The plan, outlined in Evers’ previous proposed budget, would have included a $3.7 million plan to expand the Earned Released Program to include “educational, vocational, treatment or other qualifying training programs.”

Evers argued that expanding workforce training for eligible prisoners might reduce the likelihood that released inmates might reoffend.

Sen. Eric Wimberger, R-Oconto, however, pushed back on Evers’ claims.

“Governor Evers’ veto is a signal he is not interested in very simple facility management to solve the GBCI question,” Wimberger said in a statement.

According to Wimberger, closing GBCI is “doable by 2029” if Wisconsin converts and expands existing facilities, like the Lincoln Hills facility, to take more medium-security inmates currently housed in maximum-security prisons because of overcrowding.

Additionally, Evers’ “domino” plan to expand the Earned Release Program would only increase threats to public safety, according to Wimberger.

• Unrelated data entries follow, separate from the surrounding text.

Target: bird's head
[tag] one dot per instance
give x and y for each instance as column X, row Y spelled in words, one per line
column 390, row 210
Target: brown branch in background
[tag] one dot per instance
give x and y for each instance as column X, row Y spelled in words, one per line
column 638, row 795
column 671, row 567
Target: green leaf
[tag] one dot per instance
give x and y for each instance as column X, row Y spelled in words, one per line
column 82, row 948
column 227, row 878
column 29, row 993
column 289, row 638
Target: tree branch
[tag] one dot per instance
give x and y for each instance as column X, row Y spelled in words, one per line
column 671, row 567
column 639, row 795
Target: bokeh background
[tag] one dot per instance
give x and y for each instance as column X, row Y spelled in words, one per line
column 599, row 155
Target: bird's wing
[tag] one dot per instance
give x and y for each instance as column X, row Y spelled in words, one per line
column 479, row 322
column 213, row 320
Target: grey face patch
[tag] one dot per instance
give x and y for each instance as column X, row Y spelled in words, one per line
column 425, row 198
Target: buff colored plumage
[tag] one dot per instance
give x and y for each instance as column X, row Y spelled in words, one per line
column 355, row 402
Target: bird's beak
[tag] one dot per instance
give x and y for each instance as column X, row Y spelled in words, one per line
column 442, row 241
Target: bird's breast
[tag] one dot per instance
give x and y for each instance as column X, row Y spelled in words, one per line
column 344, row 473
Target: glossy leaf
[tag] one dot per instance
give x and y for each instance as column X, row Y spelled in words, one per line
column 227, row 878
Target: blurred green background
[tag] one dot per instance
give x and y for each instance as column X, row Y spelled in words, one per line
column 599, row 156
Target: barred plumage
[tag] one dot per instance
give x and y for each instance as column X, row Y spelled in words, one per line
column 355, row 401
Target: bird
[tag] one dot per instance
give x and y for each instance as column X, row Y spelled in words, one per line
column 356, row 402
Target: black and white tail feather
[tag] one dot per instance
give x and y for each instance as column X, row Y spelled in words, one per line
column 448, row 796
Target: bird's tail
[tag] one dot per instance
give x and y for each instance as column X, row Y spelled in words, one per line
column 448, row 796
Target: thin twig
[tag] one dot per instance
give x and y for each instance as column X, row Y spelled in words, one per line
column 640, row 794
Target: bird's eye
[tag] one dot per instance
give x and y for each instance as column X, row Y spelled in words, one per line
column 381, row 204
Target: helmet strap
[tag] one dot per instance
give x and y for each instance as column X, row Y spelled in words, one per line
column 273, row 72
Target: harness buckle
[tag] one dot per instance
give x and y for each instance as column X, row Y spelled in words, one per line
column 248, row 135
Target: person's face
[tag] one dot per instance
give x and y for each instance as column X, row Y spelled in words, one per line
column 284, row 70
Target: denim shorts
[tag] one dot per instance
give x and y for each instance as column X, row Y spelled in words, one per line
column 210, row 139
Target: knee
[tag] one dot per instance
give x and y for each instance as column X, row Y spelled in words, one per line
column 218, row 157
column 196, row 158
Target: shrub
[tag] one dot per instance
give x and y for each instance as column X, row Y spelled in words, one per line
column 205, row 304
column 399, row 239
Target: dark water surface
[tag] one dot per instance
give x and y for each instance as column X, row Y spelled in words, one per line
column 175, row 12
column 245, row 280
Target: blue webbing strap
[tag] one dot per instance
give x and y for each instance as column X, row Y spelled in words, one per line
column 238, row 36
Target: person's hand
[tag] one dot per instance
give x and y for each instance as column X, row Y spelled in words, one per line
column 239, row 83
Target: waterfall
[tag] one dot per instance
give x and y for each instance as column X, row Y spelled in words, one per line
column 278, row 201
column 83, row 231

“Evers’ plan for medium-security inmates would […] let thousands of dangerous criminals into our neighborhoods in the coming years,” Wimberger said.

“Wisconsin learned soft-on-crime policies were harmful in decades past,” Wimberger said. “There is a better path to closing GBCI than to let robbers and carjackers out into neighborhoods early with a slap on the wrist and some job training, as Governor Evers desperately wants.”

Evers still emphasized his desire to see the prison closed with bipartisan support.

“Green Bay Correctional Institution should close – on that much, the Legislature and I agree,” he said. “It simply is not responsible or tenable to require doing so by a deadline absent a plan to actually accomplish that goal by the timeline set.”

Evers concluded that the conversation will have to move forward in the coming weeks and months so that both sides can find common ground for a plan to close the prison within the Legislature’s 2025-27 session.